This illustration, by Gustave Dore, depicts Satan imprisoned in the ice, in the centre of Hell, in Dante's Inferno. This illustration was not published, perhaps most obviously because Satan appears to be sitting cross-legged. Dante specifies that Satan's legs are sticking out of the other side of the hole he is 'plugging' at the centre of the earth.
The illustration by Dore that was published is more faithful to Dante's text, with Satan only visible from the waist up. A more chilling atmosphere (no pun intended) is created by the heavy use of shadow, with Satan receding into the darkness, and Dante and Virgil highlighted against it.
Dore's Inferno illustrations are his third most popular illustrations, released in more than 200 different editions. In first and second place are his Bible illustrations (700+ editions) and Don Quixote (300+). It is said that Jack Nicholson, in preparing for his role as the devil in The Witches of Eastwick, pored over Dore's Inferno illustrations in order to get into character. There was also a copy in the Disney library during the studio's golden age, and the influence can be seen in the mise en scene of certain sequences in Snow White and the Seven Dwarfs, Pinocchio and Fantasia.
An updated version of the Divine Comedy was released with text by Sandro Birk and Marcus Sanders and illustrations by Sandro Birk.

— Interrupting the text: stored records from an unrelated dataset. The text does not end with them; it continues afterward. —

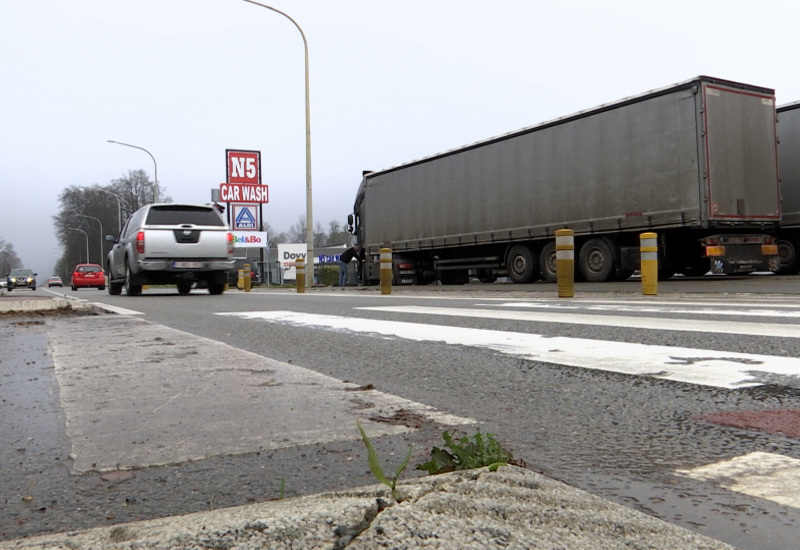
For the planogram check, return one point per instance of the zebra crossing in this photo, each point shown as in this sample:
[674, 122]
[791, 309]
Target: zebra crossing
[708, 367]
[764, 475]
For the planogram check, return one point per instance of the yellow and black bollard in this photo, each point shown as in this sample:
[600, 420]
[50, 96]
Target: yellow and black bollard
[300, 270]
[386, 270]
[248, 277]
[565, 262]
[649, 263]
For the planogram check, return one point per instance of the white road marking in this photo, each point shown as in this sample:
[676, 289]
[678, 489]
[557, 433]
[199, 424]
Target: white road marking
[751, 310]
[695, 366]
[725, 327]
[765, 475]
[166, 396]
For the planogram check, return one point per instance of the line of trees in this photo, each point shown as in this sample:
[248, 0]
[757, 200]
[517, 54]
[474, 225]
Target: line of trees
[87, 214]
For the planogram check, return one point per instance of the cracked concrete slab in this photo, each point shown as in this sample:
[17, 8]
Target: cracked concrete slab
[510, 508]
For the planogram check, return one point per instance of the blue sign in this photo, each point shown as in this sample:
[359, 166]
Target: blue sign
[245, 219]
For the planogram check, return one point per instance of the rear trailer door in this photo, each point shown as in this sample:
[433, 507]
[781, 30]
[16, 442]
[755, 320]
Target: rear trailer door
[741, 169]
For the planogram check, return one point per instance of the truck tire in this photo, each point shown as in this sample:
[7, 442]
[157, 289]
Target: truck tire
[547, 263]
[130, 288]
[596, 260]
[521, 264]
[215, 288]
[788, 254]
[698, 269]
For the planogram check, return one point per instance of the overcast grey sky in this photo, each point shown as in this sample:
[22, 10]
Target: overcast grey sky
[391, 81]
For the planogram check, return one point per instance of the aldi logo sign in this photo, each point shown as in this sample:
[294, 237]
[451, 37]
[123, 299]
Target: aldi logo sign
[244, 217]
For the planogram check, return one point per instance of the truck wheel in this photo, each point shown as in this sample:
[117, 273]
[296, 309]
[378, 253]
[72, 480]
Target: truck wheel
[547, 263]
[698, 269]
[788, 255]
[215, 288]
[521, 264]
[130, 288]
[596, 260]
[486, 275]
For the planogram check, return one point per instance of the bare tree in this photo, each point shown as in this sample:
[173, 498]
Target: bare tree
[297, 232]
[8, 258]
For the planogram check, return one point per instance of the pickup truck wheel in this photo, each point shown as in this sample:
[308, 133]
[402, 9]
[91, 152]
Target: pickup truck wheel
[521, 264]
[130, 288]
[596, 260]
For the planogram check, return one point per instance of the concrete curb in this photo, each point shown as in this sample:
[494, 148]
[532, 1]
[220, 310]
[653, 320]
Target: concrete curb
[12, 304]
[510, 508]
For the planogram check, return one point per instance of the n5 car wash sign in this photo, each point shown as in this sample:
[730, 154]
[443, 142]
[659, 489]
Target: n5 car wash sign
[243, 182]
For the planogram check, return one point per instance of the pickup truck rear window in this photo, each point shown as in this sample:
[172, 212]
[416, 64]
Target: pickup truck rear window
[179, 215]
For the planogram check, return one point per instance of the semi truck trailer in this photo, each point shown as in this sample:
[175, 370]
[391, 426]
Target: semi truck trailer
[788, 238]
[695, 162]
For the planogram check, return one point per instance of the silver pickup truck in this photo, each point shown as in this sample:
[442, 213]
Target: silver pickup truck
[168, 243]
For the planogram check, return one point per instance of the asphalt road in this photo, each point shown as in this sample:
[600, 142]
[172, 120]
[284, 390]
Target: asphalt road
[624, 436]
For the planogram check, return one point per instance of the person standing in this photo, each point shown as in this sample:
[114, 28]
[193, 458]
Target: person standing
[344, 263]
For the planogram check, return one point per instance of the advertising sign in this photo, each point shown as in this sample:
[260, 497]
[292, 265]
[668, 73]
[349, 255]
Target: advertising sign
[234, 192]
[244, 166]
[244, 217]
[249, 239]
[287, 255]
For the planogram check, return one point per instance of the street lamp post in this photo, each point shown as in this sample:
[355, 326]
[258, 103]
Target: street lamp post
[309, 209]
[87, 240]
[155, 166]
[101, 235]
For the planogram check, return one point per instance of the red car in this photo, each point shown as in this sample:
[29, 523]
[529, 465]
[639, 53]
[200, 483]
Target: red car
[88, 276]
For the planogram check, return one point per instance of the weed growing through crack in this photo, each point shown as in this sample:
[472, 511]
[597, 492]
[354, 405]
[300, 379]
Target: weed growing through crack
[478, 451]
[375, 466]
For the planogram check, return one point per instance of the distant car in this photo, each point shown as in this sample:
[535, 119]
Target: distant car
[21, 278]
[88, 276]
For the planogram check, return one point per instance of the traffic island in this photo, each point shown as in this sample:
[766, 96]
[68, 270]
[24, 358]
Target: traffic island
[509, 508]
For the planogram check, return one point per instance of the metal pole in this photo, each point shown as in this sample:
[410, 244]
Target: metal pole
[119, 208]
[101, 235]
[309, 209]
[155, 166]
[87, 240]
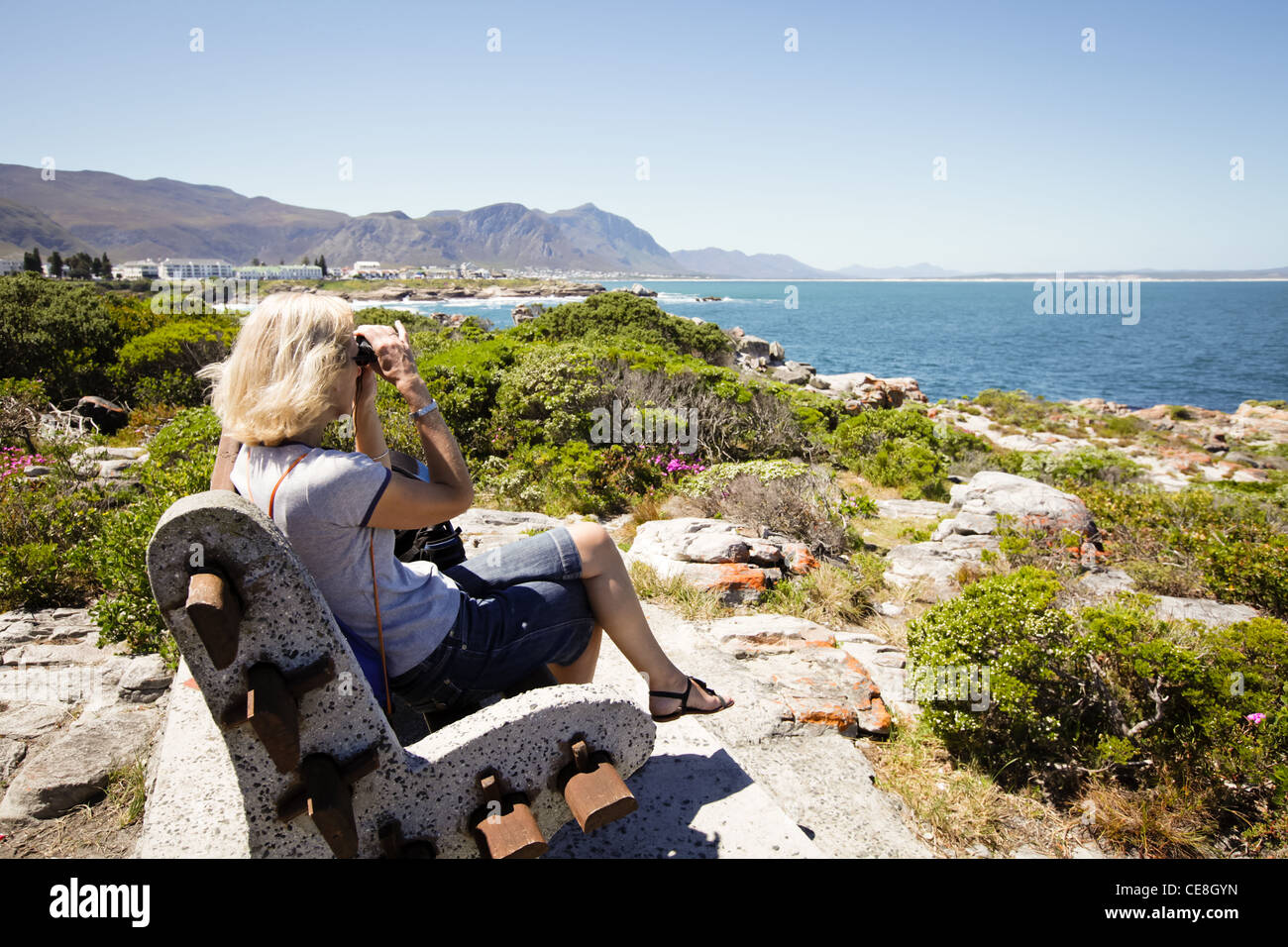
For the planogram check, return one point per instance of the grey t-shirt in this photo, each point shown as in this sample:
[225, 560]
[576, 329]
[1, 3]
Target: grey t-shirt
[323, 506]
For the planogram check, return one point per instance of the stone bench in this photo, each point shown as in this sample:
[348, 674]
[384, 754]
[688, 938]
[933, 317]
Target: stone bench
[320, 767]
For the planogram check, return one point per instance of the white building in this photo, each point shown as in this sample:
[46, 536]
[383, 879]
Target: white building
[283, 272]
[137, 269]
[193, 269]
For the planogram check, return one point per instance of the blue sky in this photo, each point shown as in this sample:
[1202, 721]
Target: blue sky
[1055, 158]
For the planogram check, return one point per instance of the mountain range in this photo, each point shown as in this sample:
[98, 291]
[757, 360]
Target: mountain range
[95, 211]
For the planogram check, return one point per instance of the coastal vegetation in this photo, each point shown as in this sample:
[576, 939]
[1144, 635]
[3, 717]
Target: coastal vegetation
[1078, 686]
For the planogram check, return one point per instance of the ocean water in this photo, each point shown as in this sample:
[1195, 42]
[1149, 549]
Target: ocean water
[1210, 344]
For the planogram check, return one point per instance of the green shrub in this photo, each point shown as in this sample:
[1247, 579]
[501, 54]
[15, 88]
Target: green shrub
[626, 317]
[161, 367]
[22, 401]
[42, 523]
[1196, 541]
[902, 447]
[548, 394]
[1109, 689]
[570, 478]
[180, 459]
[59, 333]
[465, 379]
[1077, 468]
[1021, 410]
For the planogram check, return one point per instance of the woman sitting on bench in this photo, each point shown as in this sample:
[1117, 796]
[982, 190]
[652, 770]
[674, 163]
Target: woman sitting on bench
[446, 635]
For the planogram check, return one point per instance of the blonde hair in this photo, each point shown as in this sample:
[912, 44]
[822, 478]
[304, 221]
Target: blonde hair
[278, 379]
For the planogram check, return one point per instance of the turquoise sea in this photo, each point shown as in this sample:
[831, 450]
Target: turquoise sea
[1210, 344]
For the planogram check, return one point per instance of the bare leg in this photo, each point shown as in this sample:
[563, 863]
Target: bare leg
[617, 609]
[583, 671]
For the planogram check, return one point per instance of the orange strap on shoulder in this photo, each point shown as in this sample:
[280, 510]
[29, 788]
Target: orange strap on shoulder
[375, 587]
[380, 628]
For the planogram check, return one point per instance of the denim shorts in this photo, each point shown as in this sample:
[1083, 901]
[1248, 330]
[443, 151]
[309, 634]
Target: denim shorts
[523, 604]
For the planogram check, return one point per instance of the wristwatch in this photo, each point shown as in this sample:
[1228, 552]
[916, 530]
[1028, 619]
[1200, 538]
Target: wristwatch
[421, 411]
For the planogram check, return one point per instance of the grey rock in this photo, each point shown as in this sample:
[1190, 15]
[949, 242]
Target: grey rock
[76, 766]
[793, 376]
[432, 785]
[145, 680]
[965, 525]
[99, 451]
[31, 720]
[1202, 609]
[901, 509]
[1104, 583]
[48, 655]
[935, 566]
[11, 755]
[1029, 501]
[18, 633]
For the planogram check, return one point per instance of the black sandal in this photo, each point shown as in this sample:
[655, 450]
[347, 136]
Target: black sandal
[684, 705]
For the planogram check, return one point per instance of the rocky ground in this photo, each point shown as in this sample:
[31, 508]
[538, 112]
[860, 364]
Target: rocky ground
[78, 723]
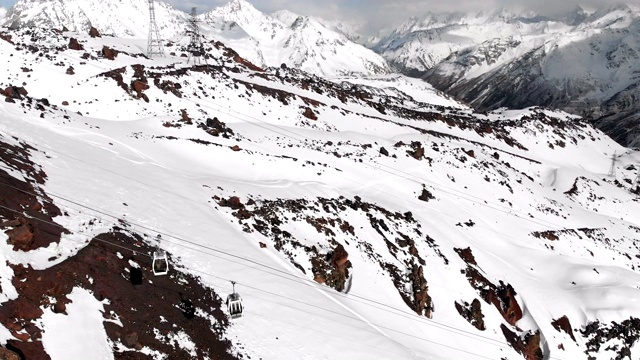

The illustrations are direct responses to the Dore illustrations; the rocky, infernal world of hell is re-imagined as an urban landscape reminiscent of modern-day Los Angeles.
Birk's illustrations of Heaven in Paradiso are even more interesting, controversially alluding to Hinduism and Islam in the holiest of Heaven's denizens. My only complaint is that Birk's illustrations are drawings rather than etchings, not allowing for an emulation of Dore's style, which I feel would have reinforced the point a bit more. Nevertheless, I would definitely reccomend Birk and Sanders' Divine Comedy to any fan of Dante or Dore.